Take this very basic but highly realistic scenario. John buys a 2008 petrol saloon for €15,000. David buys a diesel equivalent for €18,000. They both do 16,000 kilometres per annum as they have always been petrol drivers in the past, but David now adopts the new “diesel saves money” mentality. John pays an annual road tax charge of €450, to David’s €156. David gets 1000 kilometres to every fill of €80 and thus spends €1280 per year on diesel. John only manages 600 kilometres from his vehicle and so must fill 26 times per year at a rate of €80 per fill, resulting in an annual fuel bill of circa €2150. In comparison, David saves €300 per annum in road tax and €870 per annum in fuel giving a total saving of roughly €1200 per annum. Therefore it will take David 2.5 years to break even with John ie: €3000 output divided by a saving of €1200 per year = 2.5 years. I have not added the additional outlay David has for financing a more expensive car nor have I added servicing costs which are typically greater for diesel cars. Let’s ignore these factors for the purposes of simplicity.

Okay, so after 3 years David has only enjoyed 6 months of more cost effective driving. Now, they trade those cars in for exact equivalent models which are three years younger. John’s car is now worth circa €7000 and David’s is approximately €10,000. It is generally considered that the gap between petrol and diesel tightens ever so slightly as cars get older but I have kept the gap at €3,000 again for illustration purposes. So once more John buys a €15,000 vehicle meaning his cost of change is €8,000 and David buys his €18,000 car meaning his cost of change is €8,000. So, who is the winner?

There is likely to be an outcry of counter arguments, ifs, buts and what-abouts but regardless of your own personal feelings, the fact of the matter remains – when it comes to a 3+ year old car it is not as simple a case of assuming that diesel provides the best value for money.
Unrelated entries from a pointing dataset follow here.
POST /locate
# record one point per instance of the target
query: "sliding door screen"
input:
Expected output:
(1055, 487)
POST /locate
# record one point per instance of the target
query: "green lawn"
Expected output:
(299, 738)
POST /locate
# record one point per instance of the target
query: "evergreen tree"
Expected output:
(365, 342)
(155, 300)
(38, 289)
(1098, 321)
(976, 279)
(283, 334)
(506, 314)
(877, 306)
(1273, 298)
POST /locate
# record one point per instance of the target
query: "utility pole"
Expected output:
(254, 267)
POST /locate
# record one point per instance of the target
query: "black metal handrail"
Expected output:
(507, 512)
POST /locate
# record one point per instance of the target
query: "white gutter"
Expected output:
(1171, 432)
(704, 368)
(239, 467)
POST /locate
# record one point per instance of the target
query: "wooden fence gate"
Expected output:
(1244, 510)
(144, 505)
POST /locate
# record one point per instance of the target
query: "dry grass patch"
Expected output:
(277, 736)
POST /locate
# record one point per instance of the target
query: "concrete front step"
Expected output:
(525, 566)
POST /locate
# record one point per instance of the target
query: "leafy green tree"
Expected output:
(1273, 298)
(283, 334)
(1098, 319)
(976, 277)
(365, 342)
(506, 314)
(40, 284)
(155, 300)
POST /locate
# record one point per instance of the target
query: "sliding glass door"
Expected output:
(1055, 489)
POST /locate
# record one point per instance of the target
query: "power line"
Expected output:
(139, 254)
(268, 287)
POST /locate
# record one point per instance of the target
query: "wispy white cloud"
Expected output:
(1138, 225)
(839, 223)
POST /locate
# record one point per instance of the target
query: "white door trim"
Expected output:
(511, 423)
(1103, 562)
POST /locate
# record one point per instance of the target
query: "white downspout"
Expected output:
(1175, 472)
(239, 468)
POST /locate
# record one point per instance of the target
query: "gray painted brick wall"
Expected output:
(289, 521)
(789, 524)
Increase annual mileage to that stated in my example and yes, diesel begins to edge out petrol, but reduce it and the tables are turned. We are seeing more and more diesel models returning to the market with what the industry considers “petrol mileage”, so let me leave you with this observation. If more petrol buyers switch to diesel, and then these vehicles return to the market as used cars with low mileage, what does that do to the value of an average mileage diesel car? These vehicles now appear to have substantially more mileage when in fact they have perfectly acceptable odometer readings.

I agree that diesel is popular and rightly so. The motivation behind the revised Co2 system was commendable, but the method, the way in which it was implemented, has shook the industry to its core. It has forced shut the doors of many long standing dealers and divided the buying public unequally into pro-diesel and pro-petrol segments. If careful consideration is not given to purchasing a used car, neither the customer nor the dealer wins.

At this point it is important to note that I am neither anti-diesel nor oblivious to the reality that the cost of change is probably the most significant factor when trading in a used car. Often customers confuse a presumably higher priced vehicle to be a worse deal than a cheaper equivalent. This is not always the case. Many find the higher asking price is met with a higher trade in allowance to offset this and in two very different circumstances the cost of change can be quite similar. However, it is my observation that the changes to the road tax system have done little to help either the customer or the dealer and instead what we have is a confusing, unequitable and unfair structure which thankfully looks to be under review in the upcoming budget but which has caused untolled damage in the short time that it has been implemented.